Friday, June 21, 2013

Game Dev Tycoon Review

If you’re not a fan of Greenheart Games, I imagine you soon will be when you play their new game “Game Dev Tycoon,” which casts you in the role of a video game developer back when the whole thing first started and takes you all the way up through the next generation of console gaming and beyond.

Graphics & Sound
Because the game is a simulation less effort was invested into the graphics and sound, though that’s not to say that they’re bad. As you might expect the graphics are somewhat more basic that other games might be, however they easily get their points across and it’s not challenging to identify your settings and the details that fill them. The sound is of good quality and the track, though repetitive is catchy and still not an irritant after several solid hours of gameplay, a feat not often accomplished by other similar style games.

Gameplay
My Splash Screen
The game starts you off as a brand new software developer working out of a garage and starting with a meager $70k to develop your first game. If there were any doubt about what to do first it’s quickly dispelled as “develop a new game” is you’re only starting option aside from just sitting there and watching your monthly costs eat away at your startup money. Even if you find a winning theme and genre combination right off the bat and balance your focus correctly, don’t expect reviews for your first game to be better than 6s. Better ratings come with time and experience and for now 6s are awesome.

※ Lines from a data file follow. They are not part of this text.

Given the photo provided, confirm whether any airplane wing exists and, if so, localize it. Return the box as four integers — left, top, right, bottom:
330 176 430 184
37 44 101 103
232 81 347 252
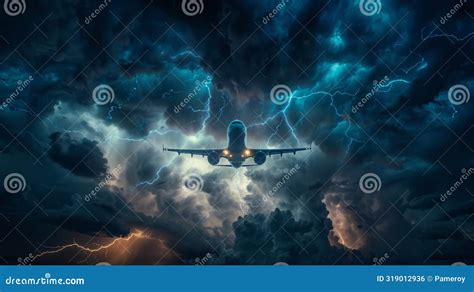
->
163 147 224 157
250 147 311 157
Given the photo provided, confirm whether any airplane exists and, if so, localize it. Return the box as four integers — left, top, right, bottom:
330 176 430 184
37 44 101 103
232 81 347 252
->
163 120 311 168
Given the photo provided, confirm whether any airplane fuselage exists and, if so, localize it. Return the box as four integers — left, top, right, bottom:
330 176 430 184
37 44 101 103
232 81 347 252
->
163 120 311 168
222 120 251 168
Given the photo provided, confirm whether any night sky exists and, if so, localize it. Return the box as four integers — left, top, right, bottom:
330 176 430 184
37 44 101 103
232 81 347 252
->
0 0 474 265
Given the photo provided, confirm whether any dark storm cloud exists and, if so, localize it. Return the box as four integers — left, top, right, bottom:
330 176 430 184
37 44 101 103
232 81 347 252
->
48 132 107 177
0 0 474 264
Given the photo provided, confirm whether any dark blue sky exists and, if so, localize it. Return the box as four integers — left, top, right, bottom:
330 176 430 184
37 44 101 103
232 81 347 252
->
0 0 474 264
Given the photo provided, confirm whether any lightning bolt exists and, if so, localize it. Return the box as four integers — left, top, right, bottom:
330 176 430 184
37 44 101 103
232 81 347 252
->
32 230 154 261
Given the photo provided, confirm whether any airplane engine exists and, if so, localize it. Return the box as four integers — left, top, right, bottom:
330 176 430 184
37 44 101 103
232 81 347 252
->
207 151 220 165
253 151 267 165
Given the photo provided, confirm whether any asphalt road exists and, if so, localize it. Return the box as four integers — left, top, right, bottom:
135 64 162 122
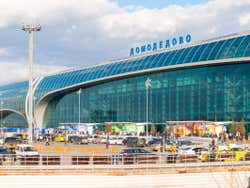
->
0 172 250 188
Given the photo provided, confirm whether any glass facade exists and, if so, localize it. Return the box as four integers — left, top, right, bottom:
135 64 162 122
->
44 63 250 132
0 33 250 131
35 35 250 101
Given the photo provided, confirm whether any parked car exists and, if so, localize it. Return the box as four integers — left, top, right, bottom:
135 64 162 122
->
109 137 118 145
88 135 99 144
118 148 157 156
125 137 146 147
54 135 65 142
178 146 208 157
99 136 107 144
4 137 22 149
70 136 88 144
116 137 124 145
15 144 39 158
0 147 12 164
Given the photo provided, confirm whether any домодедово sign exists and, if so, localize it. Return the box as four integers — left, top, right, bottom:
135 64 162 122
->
130 34 192 56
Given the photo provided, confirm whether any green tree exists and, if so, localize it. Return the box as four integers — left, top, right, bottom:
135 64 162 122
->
229 120 246 135
150 123 156 135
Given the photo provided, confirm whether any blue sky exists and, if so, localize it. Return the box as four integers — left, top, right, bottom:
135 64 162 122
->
0 0 250 85
114 0 207 8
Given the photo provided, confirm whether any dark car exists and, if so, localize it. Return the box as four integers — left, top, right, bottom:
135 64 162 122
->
4 137 22 149
119 148 156 156
113 148 159 164
69 135 88 144
0 147 12 164
148 138 162 146
123 136 146 147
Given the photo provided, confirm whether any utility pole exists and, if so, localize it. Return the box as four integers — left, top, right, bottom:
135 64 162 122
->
22 24 42 144
145 78 152 141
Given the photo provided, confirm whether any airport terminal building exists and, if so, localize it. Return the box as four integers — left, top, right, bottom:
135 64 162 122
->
0 31 250 132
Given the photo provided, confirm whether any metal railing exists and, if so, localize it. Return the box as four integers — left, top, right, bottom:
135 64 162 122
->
0 153 250 168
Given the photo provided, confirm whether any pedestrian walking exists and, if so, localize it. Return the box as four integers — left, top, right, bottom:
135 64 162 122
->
106 134 109 150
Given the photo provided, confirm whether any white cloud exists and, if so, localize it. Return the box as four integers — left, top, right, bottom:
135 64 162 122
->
0 0 250 83
239 13 250 26
0 62 69 85
0 48 9 57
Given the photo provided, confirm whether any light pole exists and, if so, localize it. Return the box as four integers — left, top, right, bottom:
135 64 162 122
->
77 89 82 126
22 24 42 144
145 78 152 140
1 100 3 137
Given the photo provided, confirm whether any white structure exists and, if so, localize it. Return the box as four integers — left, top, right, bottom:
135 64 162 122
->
22 24 42 144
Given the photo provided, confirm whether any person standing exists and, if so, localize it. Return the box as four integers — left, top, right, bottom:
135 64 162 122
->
106 134 109 150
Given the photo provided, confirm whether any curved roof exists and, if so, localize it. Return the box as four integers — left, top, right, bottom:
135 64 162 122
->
35 32 250 98
0 31 250 109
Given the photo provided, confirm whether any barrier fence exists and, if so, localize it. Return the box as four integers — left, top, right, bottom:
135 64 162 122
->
0 153 250 166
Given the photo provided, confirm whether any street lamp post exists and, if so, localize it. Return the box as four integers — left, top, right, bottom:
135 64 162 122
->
77 89 82 126
145 78 152 140
1 100 3 137
22 24 42 144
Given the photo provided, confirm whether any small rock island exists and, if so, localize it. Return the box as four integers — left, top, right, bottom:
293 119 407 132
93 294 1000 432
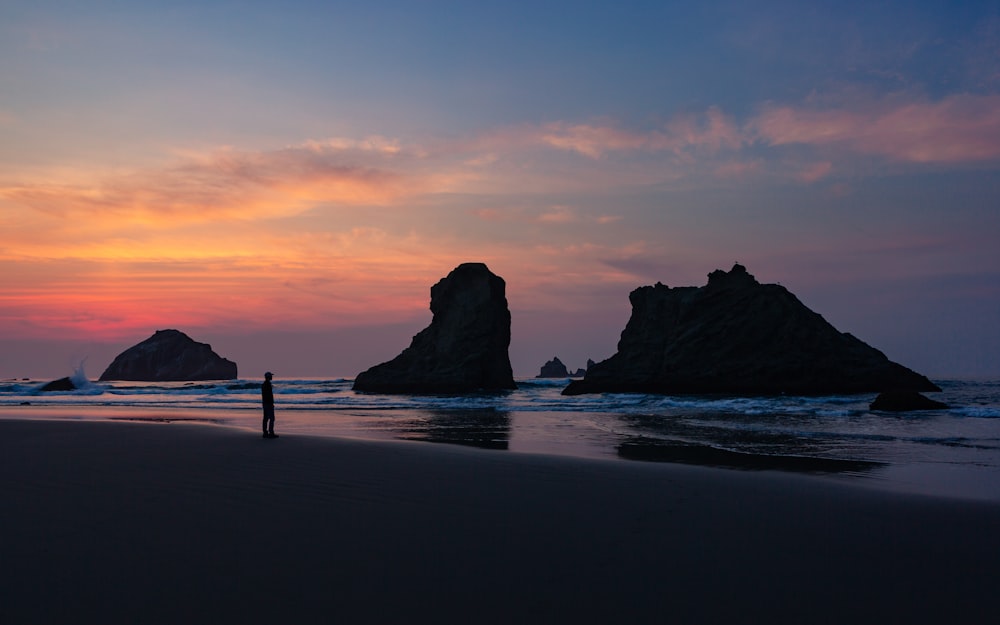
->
563 264 941 395
100 330 236 382
353 263 517 395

As you continue other opportunities will open up for you. Research is your first option and at the start all that’s available is “research new topic” (which is great because it costs nothing except research points) and the well worth saving up for “create custom engine” which opens up the option for you to design your own game engine in order to utilize the new technologies you keep researching thereby improving your games.

Once you get your first hit game and make you’re first million dollars you’ll be presented with an option to move to a new office. I’ve found that accepting this offer immediately tends to result in bankruptcy and so I stayed in the garage till the next gen systems came out, researching the whole time and then made a new engine and moved into the new office. From there things just got better and better. Seven hours later I finished the game (but don’t worry, you can keep playing afterwards if you want to).

Object lesson

The best part about the game is that it’s designed to teach an object lesson, or at least the pirated version is. The two versions start very much the same way, however once you reach a certain point you start getting messages in the pirated version that you “lost x amount of money because of piracy” to the point where it becomes impossible to develop new innovative games and still keep from going bankrupt. While it may be slightly exaggerated, one can definitely see the point and I find myself glad to have spent the $8 for the game to avoid the piracy hassle in my N3rd C0rn3r.